The third aspect, Abdullah said, belongs to the worker "linked to the geopolitical position of Syria's strategic position, which China sees as a future starting point for the initiative (Belt and Road) on which China is counting in the future to expand and control new markets for its products."

In addition, "trying to symbolically challenge U.S. hegemony in this region with alliances with both Russia and Iran, the main actors on Syrian soil."

 

Assad Promotes

In the face of these data, China's new diplomatic maneuver in Syria was preceded by Assad's tour within a close period of time for Syria's two most famous industrial cities, Adra in Damascus countryside and Hassia in Homs.

China's new presence and Assad's personal promotion of projects can be linked over two months (May-June 2021), which coincided with the enactment of new investment laws, to attract domestic or foreign capital, giving them an encouraging dimension.

The Syrian regime is counting on restoring the economic momentum of its industrial zone because of its distinctive strategic philosophy, so that neighboring countries (Jordan, Iraq, Lebanon) mediate.

The city is also directly connected to the local regional road network, international lines and the railway network, as well as 40 km from the capital Damascus, facilitating the marketing of products.

Founded in 2004, Adra is described as the most important development in economic relations between Syria and China, an investment complex that housed about 600 factories and factories for about 200 Chinese companies in the form of a city to produce and distribute many industrial goods from Syria to 17 countries.

Adra, an area of 500,000 square meters, was a great opportunity for China to discharge its products and support its industries with large stores of its desired goods in European markets, which previously met urgent demands, especially since goods can be delivered for no more than 10 days while arriving from China requires about 40 days.

In June 2021, the Assad regime's Ministry of Industry confirmed that about half of state-owned public enterprises and more than a third of private enterprises were out of business.

In March 2021, the same ministry estimated the losses to the public and private industrial sector since 2011 at more than 600 trillion Syrian pounds.

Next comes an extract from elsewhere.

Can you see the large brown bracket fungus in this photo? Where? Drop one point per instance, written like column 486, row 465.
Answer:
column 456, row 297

Several factors therefore encourage China to rebuild the destroyed parts of Syria's industrial cities, ensuring that in the foreseeable future Beijing will achieve significant financial returns from the domestic drainage market in the forthcoming reconstruction phase.

"China has strategies in Syria and is known to enter countries, flood them with debt and control their economy through this dumping, especially since the Syrian economy is basically exhausted," said Firas Shaabo, a Syrian economist and university professor.

"China is trying to take advantage of the regime's need for funds and insufficient Russian and Iranian support for its economic recovery, and therefore is suffering from both, so he has taken refuge in China," he told Al-Estiklal.

Shaabo also agrees with the view: "What gave China a push forward to reactivate its role in the Syrian economy is its exploitation of the change of administration and President Joe Biden's reliance on a different approach to his predecessor Donald Trump in the attack."